REPUBLIKA.CO.ID, JAKARTA -- Komisi Pemberantasan Korupsi (KPK) segera berkoordinasi dengan Badan Pemeriksa Keuangan (BPK) terkait dugaan korupsi pembelian helikopter Agusta Westland (AW)-101 oleh Puspom TNI. KPK mengetahui bahwa penyidikan perkara itu telah dihentikan oleh Puspom TNI.
"Masalah helikopter AW-101 koordinasi terkait masalah atau informasi yang berhubungan dengan pihak dari TNI sudah dihentikan proses penyidikannya," kata Direktur Penyidikan KPK Setyo Budiyanto di Jakarta, Selasa (28/12).
Dia menjelaskan, koordinasi dilakukan guna mengaudit kerugian negara dalam dugaan korupsi tersebut. KPK diketahui telah menetapkan tersangka dari pihak swasta dalam kasus dugaan korupsi pembelian Helikopter AW-101 tersebut.
Setyo menegaskan, pengusutan perkara di KPK tetap berjalan meskipun TNI telah menghentikan pengusutan kasus tersebut. Sebabnya, Inspektur Jendral Polisi itu berharap KPK dapat segera berkoordinasi dengan BPK.
Dia mengungkapkan, sebenarnya KPK sudah berniat berkoordinasi lebih awal dengan BPK. Namun, sambung dia, hal tersebut tertunda lantaran penyidik yang mengusut perkara tersebut harus fokus mendalami kasus dugaan korupsi di Muara Enim yang menetapkan 15 tersangka anggota DPRD.
"Saya kira nanti beberapa hari ke depan mungkin di awal tahun kordinasi itu akan segera ditindaklanjuti dengan BPK untuk semakin memperjelas kira-kira apa saja yang masih kurang atau dibutuhkan oleh pada pihak auditor," katanya.

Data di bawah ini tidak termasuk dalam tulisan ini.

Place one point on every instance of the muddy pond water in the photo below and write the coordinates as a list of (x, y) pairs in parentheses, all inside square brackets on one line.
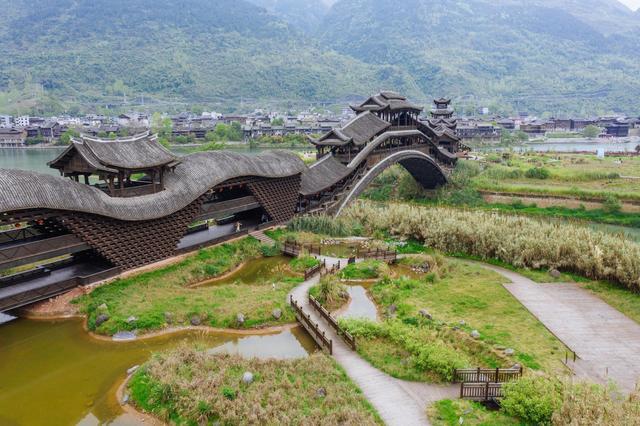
[(257, 271), (55, 373), (360, 303)]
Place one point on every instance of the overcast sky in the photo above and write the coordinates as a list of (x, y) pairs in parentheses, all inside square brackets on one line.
[(633, 4)]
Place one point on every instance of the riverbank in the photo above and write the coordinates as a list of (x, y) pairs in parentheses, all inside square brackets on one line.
[(188, 385)]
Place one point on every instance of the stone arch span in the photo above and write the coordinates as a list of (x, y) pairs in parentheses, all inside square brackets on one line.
[(421, 166)]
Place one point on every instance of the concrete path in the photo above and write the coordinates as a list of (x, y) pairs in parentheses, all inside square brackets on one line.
[(397, 401), (606, 342)]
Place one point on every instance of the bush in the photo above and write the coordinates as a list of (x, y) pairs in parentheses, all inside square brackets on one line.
[(537, 173), (532, 399), (329, 292), (612, 204)]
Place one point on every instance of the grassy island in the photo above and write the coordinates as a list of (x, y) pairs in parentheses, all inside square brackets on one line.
[(189, 386), (431, 319), (167, 296)]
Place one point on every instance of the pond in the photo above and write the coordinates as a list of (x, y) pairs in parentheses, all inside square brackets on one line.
[(53, 372), (257, 271), (360, 303)]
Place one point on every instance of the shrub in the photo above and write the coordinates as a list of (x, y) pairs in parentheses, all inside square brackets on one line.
[(329, 292), (360, 327), (533, 399), (537, 173)]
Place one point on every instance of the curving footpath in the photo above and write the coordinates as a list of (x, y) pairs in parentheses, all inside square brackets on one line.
[(397, 401), (606, 342)]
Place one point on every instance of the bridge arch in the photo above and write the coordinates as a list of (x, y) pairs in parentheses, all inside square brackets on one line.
[(421, 166)]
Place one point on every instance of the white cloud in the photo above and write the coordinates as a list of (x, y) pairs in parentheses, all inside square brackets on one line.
[(632, 4)]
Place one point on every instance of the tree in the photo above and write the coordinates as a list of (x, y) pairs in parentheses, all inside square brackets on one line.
[(591, 131)]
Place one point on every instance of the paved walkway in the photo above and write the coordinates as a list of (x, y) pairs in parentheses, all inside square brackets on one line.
[(606, 341), (398, 402)]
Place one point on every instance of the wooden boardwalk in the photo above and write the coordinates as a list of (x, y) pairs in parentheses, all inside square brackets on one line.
[(398, 402), (606, 342)]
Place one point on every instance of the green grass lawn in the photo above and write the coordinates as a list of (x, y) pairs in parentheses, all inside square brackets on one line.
[(162, 297), (449, 412), (366, 270), (467, 297), (187, 386)]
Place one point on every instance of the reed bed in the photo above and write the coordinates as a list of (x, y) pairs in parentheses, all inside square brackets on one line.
[(520, 241), (190, 386)]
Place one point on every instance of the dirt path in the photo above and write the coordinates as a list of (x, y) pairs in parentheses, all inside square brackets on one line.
[(397, 401), (606, 342)]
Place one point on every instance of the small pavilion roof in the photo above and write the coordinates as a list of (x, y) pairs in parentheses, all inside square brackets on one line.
[(140, 152), (359, 130), (386, 100)]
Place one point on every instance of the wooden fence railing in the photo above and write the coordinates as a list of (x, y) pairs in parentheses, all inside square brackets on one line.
[(329, 271), (312, 328), (384, 255), (291, 248), (481, 391), (346, 336), (315, 269), (484, 375)]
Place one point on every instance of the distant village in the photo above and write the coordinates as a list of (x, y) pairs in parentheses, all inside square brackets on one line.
[(16, 132)]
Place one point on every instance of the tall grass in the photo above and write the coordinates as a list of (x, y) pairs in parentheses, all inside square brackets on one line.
[(520, 241), (325, 225), (188, 386)]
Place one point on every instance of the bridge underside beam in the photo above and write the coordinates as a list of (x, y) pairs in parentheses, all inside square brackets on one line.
[(426, 174)]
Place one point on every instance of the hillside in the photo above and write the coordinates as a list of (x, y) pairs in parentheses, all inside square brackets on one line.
[(59, 54), (304, 15), (543, 59), (552, 56)]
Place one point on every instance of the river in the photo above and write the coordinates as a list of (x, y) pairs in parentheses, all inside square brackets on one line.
[(55, 373)]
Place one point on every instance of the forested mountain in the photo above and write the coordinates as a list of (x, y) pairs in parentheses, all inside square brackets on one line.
[(195, 51), (304, 15), (539, 57), (555, 56)]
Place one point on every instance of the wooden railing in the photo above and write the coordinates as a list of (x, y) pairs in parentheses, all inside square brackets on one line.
[(314, 270), (484, 375), (328, 271), (384, 255), (312, 328), (30, 252), (346, 336), (481, 391), (19, 299)]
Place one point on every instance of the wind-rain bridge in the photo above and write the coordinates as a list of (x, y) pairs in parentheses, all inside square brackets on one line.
[(120, 204)]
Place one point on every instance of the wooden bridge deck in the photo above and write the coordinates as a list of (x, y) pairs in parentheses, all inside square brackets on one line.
[(398, 402)]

Kasus dugaan korupsi pembelian helikopter AW-101 dibongkar lewat kerja sama antara Puspom TNI di era Panglima Jendral Gatot Nurmantyo dengan KPK. PT Diratama Jaya Mandiri selaku perantara diduga telah melakukan kontrak langsung dengan produsen helikopter AW-101 senilai Rp 514 miliar.

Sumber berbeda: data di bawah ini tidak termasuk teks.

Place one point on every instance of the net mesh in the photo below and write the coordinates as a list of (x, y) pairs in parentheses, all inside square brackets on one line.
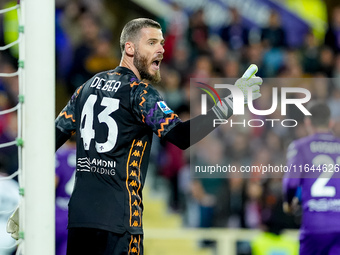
[(18, 109)]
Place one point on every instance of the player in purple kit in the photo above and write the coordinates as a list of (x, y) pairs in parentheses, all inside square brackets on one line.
[(65, 176), (315, 165)]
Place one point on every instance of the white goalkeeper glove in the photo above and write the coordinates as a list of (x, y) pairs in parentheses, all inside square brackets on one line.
[(13, 224), (248, 80)]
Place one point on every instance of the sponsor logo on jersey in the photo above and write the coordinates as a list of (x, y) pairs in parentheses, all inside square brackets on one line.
[(162, 105)]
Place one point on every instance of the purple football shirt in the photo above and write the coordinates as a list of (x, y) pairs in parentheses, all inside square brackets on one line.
[(65, 172), (314, 163)]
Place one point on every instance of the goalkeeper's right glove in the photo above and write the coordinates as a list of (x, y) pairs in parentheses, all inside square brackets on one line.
[(13, 224), (248, 80)]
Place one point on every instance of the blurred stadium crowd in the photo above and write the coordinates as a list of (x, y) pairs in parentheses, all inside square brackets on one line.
[(87, 42)]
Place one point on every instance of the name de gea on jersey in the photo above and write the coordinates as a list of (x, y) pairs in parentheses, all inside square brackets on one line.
[(105, 85)]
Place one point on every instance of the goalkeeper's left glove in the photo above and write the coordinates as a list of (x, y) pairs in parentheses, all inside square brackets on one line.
[(248, 81), (13, 224)]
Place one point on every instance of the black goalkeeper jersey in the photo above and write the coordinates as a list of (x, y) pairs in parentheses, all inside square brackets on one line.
[(114, 115)]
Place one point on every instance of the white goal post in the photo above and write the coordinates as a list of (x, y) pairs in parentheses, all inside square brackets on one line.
[(37, 53)]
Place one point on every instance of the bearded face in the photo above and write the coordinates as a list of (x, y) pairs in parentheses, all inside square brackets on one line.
[(148, 68)]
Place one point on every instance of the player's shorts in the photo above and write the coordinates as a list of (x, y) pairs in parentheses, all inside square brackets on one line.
[(320, 244), (90, 241)]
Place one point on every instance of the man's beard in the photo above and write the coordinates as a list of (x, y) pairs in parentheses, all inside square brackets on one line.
[(141, 63)]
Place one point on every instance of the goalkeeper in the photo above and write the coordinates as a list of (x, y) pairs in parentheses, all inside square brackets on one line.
[(114, 115)]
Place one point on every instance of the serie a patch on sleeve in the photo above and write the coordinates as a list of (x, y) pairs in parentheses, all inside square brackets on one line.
[(163, 106)]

Pada Februari 2016 setelah meneken kontrak dengan TNI AU, PT Diratama Jaya menaikkan nilai jualnya menjadi Rp 738 miliar. Sehingga diyakini ada potensi kerugian negara sebesar Rp 220 miliar dalam pengadaan helikopter AW-101 tersebut.

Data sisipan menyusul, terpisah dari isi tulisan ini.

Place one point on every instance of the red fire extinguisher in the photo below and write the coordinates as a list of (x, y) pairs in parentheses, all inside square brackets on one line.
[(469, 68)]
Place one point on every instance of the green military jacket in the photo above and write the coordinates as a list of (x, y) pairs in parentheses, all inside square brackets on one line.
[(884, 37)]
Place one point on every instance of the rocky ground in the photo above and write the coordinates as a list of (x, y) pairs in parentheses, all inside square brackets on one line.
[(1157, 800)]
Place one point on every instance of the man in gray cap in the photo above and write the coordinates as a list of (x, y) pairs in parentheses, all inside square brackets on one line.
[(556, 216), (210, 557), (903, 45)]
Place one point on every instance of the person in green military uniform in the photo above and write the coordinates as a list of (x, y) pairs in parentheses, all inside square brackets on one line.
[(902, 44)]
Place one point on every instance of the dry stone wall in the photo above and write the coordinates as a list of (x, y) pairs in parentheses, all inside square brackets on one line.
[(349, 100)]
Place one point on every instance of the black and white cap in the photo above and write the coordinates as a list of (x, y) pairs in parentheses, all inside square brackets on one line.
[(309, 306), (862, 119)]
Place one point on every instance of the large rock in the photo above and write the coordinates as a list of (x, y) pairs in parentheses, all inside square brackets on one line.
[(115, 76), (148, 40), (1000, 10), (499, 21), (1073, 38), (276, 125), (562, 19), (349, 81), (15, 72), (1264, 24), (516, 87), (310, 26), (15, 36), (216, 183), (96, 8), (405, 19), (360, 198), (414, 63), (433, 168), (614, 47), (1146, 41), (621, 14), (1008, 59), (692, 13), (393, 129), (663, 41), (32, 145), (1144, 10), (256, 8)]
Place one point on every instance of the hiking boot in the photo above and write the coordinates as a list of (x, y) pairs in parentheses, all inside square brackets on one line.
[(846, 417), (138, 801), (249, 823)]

Baca Juga: Viral Rusak Spion, Sikap Arogansi Paspampres Disayangkan
Puspom TNI kemudian menetapkan lima tersangka dari unsur militer dalam perkara tersebut. Mereka adalah Wakil Gubernur Akademi Angkatan Udara Marsekal Pertama FA yang merupakan mantan pejabat pembuat komitmen atau Kepala Staf Pengadaan TNI AU 2016-2017.
Tersangka lainnya adalah Letnan Kolonel TNI AU (Adm) WW selaku mantan Pekas Mabesau, Pelda SS selaku Bauryar Pekas Diskuau, Kolonel (Purn) FTS selaku mantan Sesdisadaau, dan Marsekal Muda (Purn) SB selaku Staf Khusus KSAU atau eks Asrena KSAU.
Sedangkan KPK menetapkan satu orang tersangka dari unsur swasta yakni Direktur Utama PT Diratama Jaya Mandiri, Irfan Kurnia. Namun, lembaga antirasuah tersebut hingga kini tidak melakukan penahanan terhadap tersangka dimaksud.